Another surprising study was Asch’s on conformity. He showed that we often lie about our feelings in order to fit in, and conform to social norms. The study involved several people doing a test at once. 1 a real participant, and all of the others, actors pretending to be participants. When shown a line and a set of three other lines, they were asked which one was the same length. All of the actors were told to say a line that wasn't the obvious correct answer, and so when the real participant, who was seated last, was asked, he agreed with the actors on the incorrect answer. This shocked many, because the correct answer was so obvious, and yet we hate standing out so much, that we are willing to lie about what we believe.

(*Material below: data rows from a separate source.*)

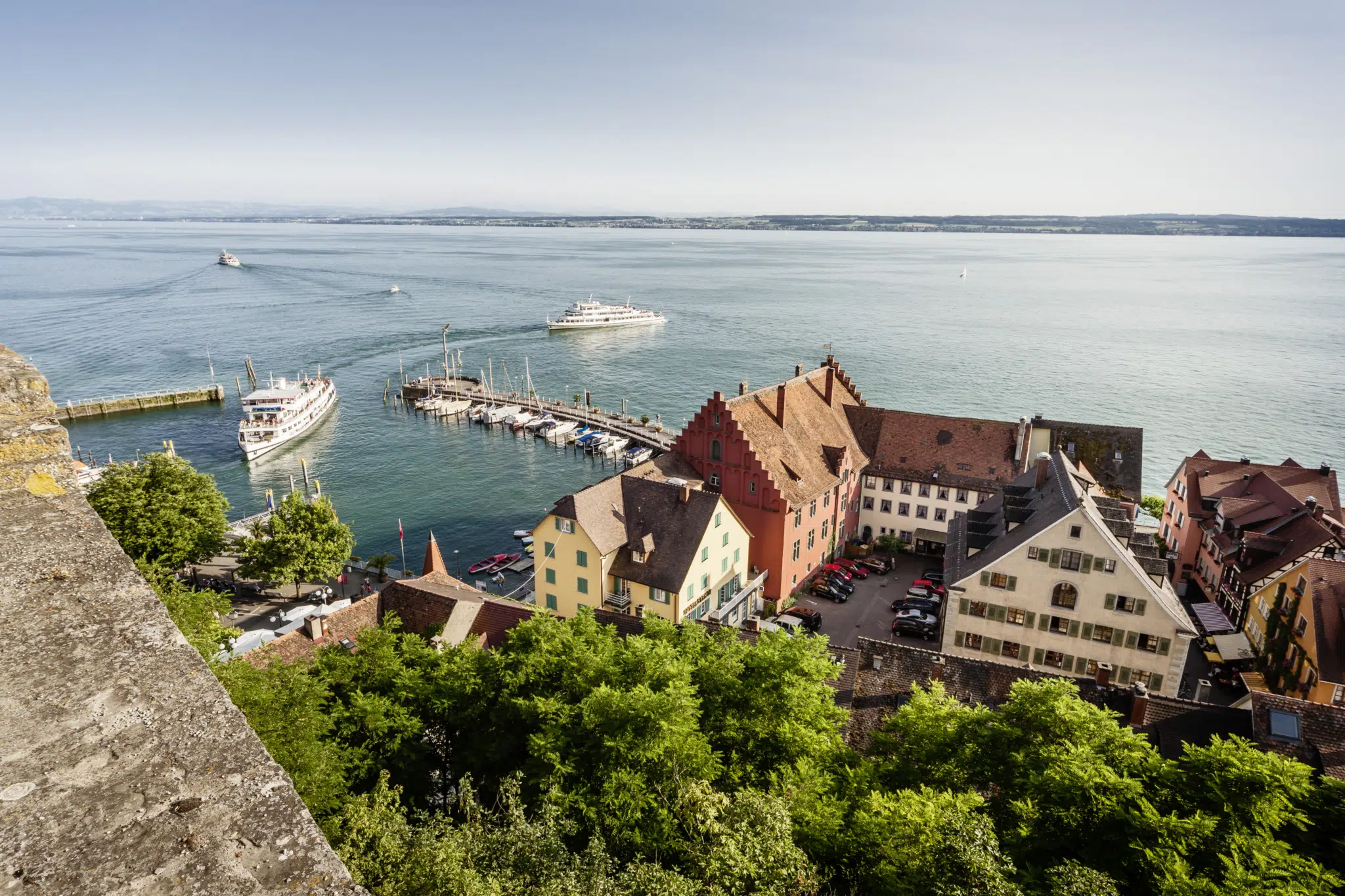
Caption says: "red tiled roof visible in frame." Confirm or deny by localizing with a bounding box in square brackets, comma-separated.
[846, 406, 1026, 488]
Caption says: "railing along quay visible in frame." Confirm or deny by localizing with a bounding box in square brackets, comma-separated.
[402, 377, 675, 452]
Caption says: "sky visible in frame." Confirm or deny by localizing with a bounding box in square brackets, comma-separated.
[0, 0, 1345, 218]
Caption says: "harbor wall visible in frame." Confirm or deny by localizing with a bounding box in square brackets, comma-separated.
[56, 383, 225, 421]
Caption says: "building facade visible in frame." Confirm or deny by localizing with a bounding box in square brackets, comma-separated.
[1243, 559, 1345, 705]
[943, 450, 1196, 696]
[846, 406, 1032, 556]
[672, 356, 868, 601]
[1159, 452, 1345, 628]
[533, 462, 752, 622]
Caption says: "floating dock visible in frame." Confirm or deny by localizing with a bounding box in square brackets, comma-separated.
[402, 376, 676, 452]
[56, 383, 225, 421]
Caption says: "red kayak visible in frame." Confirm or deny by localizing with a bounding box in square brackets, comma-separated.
[467, 553, 516, 572]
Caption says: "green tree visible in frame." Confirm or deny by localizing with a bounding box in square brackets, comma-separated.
[136, 561, 242, 661]
[238, 492, 355, 598]
[364, 553, 397, 582]
[89, 453, 229, 570]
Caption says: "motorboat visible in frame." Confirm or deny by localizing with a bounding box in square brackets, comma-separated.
[238, 376, 336, 461]
[481, 404, 523, 423]
[467, 553, 519, 575]
[546, 295, 667, 329]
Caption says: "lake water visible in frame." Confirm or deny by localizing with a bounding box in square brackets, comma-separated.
[0, 222, 1345, 570]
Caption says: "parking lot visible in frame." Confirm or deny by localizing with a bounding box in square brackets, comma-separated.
[797, 555, 947, 650]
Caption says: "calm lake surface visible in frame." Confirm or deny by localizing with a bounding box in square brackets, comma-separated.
[0, 222, 1345, 571]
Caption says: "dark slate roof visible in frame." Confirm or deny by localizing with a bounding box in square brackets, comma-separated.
[845, 404, 1026, 492]
[1032, 416, 1145, 501]
[943, 452, 1078, 584]
[611, 475, 732, 591]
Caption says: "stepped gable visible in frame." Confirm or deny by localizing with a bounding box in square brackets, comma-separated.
[609, 475, 733, 591]
[715, 356, 868, 507]
[1029, 416, 1145, 501]
[0, 345, 363, 896]
[845, 404, 1029, 492]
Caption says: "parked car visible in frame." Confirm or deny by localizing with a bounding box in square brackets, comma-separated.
[892, 598, 939, 615]
[827, 575, 854, 594]
[892, 619, 939, 641]
[780, 607, 822, 631]
[822, 563, 852, 582]
[812, 579, 850, 603]
[837, 557, 869, 579]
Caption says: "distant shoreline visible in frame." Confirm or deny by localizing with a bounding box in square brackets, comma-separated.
[3, 215, 1345, 238]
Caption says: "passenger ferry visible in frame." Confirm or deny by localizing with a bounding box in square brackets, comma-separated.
[546, 295, 667, 329]
[238, 376, 336, 461]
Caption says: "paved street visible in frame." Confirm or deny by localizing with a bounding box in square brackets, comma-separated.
[797, 556, 942, 650]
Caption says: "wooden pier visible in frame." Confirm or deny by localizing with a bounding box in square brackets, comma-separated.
[56, 383, 225, 421]
[402, 376, 676, 452]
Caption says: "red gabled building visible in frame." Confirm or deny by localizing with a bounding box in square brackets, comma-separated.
[672, 354, 869, 601]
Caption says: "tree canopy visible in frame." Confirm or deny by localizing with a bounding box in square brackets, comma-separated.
[207, 611, 1345, 896]
[238, 492, 355, 597]
[89, 453, 229, 570]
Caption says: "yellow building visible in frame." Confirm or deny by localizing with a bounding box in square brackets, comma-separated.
[533, 462, 752, 622]
[1243, 557, 1345, 704]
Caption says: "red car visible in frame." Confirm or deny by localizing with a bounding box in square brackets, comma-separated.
[822, 563, 854, 582]
[837, 557, 869, 579]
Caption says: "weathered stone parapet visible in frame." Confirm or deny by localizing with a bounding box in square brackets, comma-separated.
[0, 345, 359, 895]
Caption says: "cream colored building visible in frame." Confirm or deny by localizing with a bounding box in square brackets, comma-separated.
[943, 450, 1196, 696]
[533, 462, 752, 622]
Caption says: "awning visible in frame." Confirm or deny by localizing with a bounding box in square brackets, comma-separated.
[1213, 631, 1256, 660]
[916, 529, 948, 544]
[1190, 601, 1245, 637]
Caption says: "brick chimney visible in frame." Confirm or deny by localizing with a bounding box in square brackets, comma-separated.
[1130, 685, 1149, 725]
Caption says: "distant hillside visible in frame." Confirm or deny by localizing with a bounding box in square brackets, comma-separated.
[0, 196, 1345, 236]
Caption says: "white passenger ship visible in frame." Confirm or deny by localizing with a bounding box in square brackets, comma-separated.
[238, 376, 336, 461]
[546, 297, 667, 329]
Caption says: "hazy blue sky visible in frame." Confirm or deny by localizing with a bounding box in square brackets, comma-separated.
[0, 0, 1345, 216]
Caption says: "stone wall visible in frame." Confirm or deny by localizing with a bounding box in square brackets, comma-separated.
[0, 345, 359, 895]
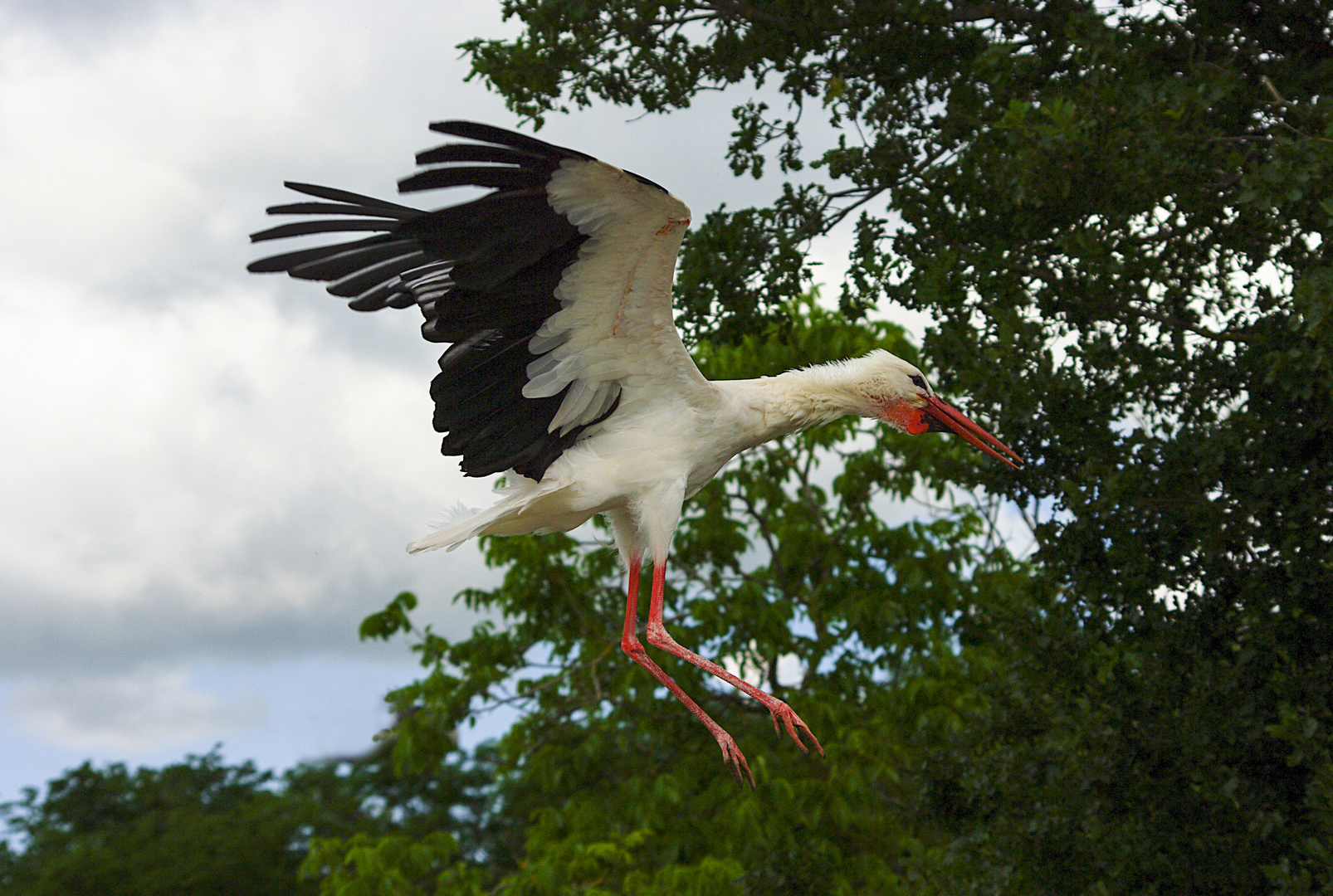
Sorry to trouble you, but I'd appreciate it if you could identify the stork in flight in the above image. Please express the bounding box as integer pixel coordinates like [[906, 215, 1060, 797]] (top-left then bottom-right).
[[249, 121, 1021, 786]]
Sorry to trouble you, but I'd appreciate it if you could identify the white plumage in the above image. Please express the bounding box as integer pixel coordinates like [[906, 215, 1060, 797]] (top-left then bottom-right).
[[251, 121, 1018, 784]]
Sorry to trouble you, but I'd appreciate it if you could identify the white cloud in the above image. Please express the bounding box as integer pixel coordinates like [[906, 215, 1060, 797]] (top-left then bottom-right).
[[8, 668, 268, 751], [0, 0, 906, 778]]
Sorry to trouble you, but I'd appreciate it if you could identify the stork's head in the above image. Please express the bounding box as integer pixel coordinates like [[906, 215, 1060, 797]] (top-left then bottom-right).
[[845, 349, 1023, 468]]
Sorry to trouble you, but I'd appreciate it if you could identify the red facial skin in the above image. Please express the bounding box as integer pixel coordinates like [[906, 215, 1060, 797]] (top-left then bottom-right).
[[880, 395, 1023, 470]]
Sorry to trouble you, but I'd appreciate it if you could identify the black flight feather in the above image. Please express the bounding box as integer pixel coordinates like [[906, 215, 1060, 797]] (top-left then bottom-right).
[[248, 121, 610, 480]]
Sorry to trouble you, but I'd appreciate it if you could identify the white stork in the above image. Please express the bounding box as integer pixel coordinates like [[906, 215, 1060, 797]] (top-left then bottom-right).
[[249, 121, 1021, 786]]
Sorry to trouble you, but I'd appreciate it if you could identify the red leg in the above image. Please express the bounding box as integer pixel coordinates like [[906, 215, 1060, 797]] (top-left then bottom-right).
[[648, 562, 824, 756], [620, 560, 754, 789]]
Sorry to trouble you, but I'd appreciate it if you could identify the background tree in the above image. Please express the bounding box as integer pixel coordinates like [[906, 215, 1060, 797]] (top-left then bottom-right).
[[0, 751, 492, 896], [302, 0, 1333, 894]]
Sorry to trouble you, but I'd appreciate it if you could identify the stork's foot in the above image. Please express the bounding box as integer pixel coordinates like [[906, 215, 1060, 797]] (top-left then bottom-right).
[[764, 696, 824, 756], [713, 728, 754, 791]]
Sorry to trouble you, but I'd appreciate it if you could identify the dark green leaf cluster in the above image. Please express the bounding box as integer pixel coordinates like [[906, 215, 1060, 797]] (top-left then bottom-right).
[[0, 749, 495, 896]]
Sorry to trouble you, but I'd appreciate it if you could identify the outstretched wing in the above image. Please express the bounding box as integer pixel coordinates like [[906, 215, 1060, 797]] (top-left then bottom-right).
[[248, 121, 704, 480]]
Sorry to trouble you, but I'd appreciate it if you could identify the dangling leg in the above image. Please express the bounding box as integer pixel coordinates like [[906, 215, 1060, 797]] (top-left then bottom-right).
[[620, 558, 754, 789], [645, 558, 824, 756]]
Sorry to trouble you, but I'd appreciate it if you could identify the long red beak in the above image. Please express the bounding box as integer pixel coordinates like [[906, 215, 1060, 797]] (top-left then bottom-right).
[[921, 395, 1023, 470]]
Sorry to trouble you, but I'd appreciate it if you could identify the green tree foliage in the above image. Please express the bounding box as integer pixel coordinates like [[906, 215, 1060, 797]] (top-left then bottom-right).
[[0, 751, 493, 896], [306, 0, 1333, 894]]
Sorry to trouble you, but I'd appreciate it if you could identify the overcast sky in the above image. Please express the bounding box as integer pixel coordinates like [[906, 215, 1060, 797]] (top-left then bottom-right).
[[0, 0, 906, 801]]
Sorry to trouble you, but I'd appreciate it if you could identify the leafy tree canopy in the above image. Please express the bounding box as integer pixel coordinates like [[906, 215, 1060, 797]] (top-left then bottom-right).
[[0, 751, 492, 896], [305, 0, 1333, 894]]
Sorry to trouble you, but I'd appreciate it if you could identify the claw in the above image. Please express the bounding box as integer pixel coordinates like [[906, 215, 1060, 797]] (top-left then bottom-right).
[[768, 699, 824, 756], [715, 731, 754, 791]]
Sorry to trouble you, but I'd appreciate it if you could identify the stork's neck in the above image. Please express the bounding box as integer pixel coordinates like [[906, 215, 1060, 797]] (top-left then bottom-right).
[[717, 364, 867, 446]]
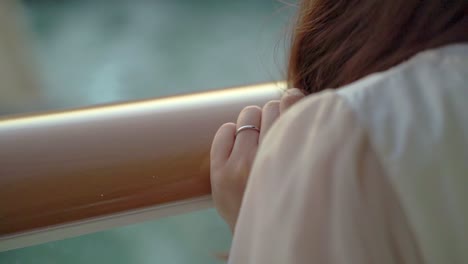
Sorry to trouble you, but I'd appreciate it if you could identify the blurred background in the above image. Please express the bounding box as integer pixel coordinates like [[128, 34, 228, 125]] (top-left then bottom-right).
[[0, 0, 295, 264]]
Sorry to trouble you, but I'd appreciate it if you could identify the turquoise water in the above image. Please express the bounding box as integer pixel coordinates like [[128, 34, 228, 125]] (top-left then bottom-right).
[[0, 0, 294, 264]]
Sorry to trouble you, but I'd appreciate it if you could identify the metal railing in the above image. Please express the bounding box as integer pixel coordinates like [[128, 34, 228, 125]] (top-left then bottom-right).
[[0, 83, 284, 251]]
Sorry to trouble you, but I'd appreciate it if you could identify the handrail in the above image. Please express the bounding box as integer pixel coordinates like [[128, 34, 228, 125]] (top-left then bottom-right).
[[0, 83, 284, 250]]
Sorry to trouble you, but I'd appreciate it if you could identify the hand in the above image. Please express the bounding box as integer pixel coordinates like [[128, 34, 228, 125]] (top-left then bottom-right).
[[210, 88, 305, 232]]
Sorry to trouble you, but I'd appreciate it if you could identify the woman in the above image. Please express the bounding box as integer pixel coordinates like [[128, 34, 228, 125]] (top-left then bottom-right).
[[211, 0, 468, 263]]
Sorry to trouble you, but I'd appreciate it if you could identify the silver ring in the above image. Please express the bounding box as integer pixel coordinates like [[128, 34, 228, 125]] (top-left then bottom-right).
[[236, 125, 260, 136]]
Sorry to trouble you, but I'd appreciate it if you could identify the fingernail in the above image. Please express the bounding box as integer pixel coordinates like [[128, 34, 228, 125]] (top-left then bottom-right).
[[286, 88, 304, 96]]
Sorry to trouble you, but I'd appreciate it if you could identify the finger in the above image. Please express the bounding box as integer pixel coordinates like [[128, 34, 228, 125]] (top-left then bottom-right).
[[232, 106, 262, 156], [280, 88, 305, 114], [259, 100, 280, 143], [210, 123, 236, 165]]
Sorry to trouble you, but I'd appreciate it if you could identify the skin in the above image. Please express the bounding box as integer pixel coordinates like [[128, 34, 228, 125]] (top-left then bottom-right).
[[210, 88, 305, 232]]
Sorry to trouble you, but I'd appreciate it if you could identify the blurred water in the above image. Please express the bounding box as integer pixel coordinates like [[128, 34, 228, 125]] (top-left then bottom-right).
[[3, 0, 293, 115], [0, 0, 294, 264]]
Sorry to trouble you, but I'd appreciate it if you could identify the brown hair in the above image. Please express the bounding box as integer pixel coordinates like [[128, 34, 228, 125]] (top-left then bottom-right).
[[288, 0, 468, 93]]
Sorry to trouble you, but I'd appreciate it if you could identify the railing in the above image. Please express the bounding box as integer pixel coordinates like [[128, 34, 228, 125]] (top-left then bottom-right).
[[0, 83, 284, 251]]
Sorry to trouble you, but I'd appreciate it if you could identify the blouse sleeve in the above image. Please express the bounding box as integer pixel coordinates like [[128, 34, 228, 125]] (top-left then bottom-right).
[[229, 91, 422, 264]]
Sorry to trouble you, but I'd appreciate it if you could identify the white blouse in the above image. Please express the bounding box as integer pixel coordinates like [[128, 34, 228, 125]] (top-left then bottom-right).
[[229, 45, 468, 264]]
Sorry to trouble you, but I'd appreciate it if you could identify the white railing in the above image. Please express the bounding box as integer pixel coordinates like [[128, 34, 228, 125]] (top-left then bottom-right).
[[0, 83, 284, 251]]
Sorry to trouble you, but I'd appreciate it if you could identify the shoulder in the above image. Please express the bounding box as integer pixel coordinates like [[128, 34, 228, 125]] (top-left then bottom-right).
[[338, 45, 468, 263]]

A third well known experiment is the Milgram experiment, which was based around the idea of obedience. Participants were paired with an actor who, like in the other study, would pretend to be a participant. The real participant was told it would be a study of memory and that they would be asking the other questions. When the other person got one wrong, the participant would give them an electric shock, which would get higher in voltage each time. In reality, no shocks were given, the participant just thought they were. Once in another room, all they heard of the other person was an audio recording. Over the course of the experiment, the participant would hear the other in distress and asking them to stop, before a period of silence, but the participant would keep shocking them, because the experimenter told them to. 65% of participants continued all the way to 450 volts; a lethal shock. This provided evidence that most people won’t stand up against an authority figure, even when they believe what they are doing is wrong.
Each of these studies shocked at the time, and still can be seen as pretty extraordinary, but through understanding the results, we can aid social change, and modify our own behaviour for the better. This type of psychology is so interesting and is exactly why the science is so important and relevant to everyday life.